Reasons cited for the shortfall are that other levels of government are scrambling to balance their budgets in the post-COVID environment, inflation means higher costs, and past tax levels have not kept pace with expenses, they say. “Last year, for example, the general levy increase was 1%, which translates into an increase of .5 of 1% on the overall budget.” Barbeau had already warned the past council that it was a case of “pay now or pay later,” when they opted against higher rate hikes. Now, “later” has arrived.

Barbeau told council on February 28, “We have a pretty much brand new council that has a variety of different thoughts and initiatives and ideas (…) on where we should be going as a community.” New strategic plans and development come at a cost and won’t happen without investment, he cautioned.

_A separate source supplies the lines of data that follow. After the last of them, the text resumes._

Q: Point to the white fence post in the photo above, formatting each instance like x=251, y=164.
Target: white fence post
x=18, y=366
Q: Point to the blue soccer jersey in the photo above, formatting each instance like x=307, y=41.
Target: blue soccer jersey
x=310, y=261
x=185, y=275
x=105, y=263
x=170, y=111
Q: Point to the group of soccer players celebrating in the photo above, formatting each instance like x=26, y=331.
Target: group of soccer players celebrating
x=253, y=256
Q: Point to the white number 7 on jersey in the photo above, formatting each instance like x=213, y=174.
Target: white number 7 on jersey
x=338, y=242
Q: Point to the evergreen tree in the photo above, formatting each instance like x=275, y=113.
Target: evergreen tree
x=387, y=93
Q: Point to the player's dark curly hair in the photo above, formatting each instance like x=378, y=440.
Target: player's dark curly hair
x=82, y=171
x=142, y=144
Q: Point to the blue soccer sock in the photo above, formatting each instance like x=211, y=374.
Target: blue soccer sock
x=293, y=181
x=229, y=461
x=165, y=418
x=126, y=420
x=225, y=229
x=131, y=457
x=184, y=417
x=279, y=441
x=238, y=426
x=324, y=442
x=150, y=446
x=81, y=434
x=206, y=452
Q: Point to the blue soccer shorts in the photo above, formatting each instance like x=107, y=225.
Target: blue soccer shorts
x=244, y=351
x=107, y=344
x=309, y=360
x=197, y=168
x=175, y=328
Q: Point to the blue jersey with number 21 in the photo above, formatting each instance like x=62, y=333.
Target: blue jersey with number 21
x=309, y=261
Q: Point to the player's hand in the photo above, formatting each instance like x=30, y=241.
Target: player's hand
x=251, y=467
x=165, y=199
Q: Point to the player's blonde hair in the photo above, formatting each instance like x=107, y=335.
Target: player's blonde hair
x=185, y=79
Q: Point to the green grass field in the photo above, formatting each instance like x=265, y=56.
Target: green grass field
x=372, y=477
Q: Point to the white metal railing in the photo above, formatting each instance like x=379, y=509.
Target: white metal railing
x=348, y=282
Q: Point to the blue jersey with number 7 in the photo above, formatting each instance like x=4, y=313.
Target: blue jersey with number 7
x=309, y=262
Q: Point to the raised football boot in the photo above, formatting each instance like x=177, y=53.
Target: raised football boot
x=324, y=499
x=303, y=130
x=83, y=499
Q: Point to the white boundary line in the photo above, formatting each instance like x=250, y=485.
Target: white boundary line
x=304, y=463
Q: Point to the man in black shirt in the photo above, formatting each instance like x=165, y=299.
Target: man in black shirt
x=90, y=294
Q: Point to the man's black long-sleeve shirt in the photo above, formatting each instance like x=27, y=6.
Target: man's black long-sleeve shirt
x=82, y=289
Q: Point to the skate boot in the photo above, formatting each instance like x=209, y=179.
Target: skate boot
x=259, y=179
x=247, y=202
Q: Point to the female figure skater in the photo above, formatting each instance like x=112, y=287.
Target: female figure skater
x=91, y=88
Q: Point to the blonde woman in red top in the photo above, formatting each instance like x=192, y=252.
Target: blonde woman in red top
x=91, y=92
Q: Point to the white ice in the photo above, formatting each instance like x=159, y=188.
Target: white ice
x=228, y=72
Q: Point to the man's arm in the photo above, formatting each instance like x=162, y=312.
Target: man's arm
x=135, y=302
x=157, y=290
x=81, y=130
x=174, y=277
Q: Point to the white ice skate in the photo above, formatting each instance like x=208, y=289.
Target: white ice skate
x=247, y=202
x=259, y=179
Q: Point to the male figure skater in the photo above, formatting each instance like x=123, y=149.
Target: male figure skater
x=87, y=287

The budget documents, he indicated, show what council has control over, and what they don’t, with many mandatory expenses and little discretionary spending. Departments submitted budgets based on the historic levels of service, current capital projects underway, necessary infrastructure maintenance and improvement, and new developments, he noted.  “This is your key… an estimate of all of your expenditures and the monies that are required,” said Barbeau of this, his 23rd budget. Of the 2022 budget, he talked about the discord on council and the slowness of the process, “We pared it down …We offered a 2.4% budget increase and that was whittled down to one percent.” 

A 1% General Levy increase represents $186,641. At 6.65% the General Levy increase is $1.24 million. The total budget is $32 million. Barbeau explained that the 6.65% increase is not an increase to the budget, it’s the increase in the tax revenue that’s necessary to balance the budget. “I’m just pointing that out at people thinking ‘Oh my God! You’re increasing your budgets and everything is rising by six and a half percent!’ No. That’s just the one aspect of where we can go to make up the shortfall after Council deliberates on their final expenditures.” There was a $751,585 surplus at the end of 2022, funds that will go back into the reserve.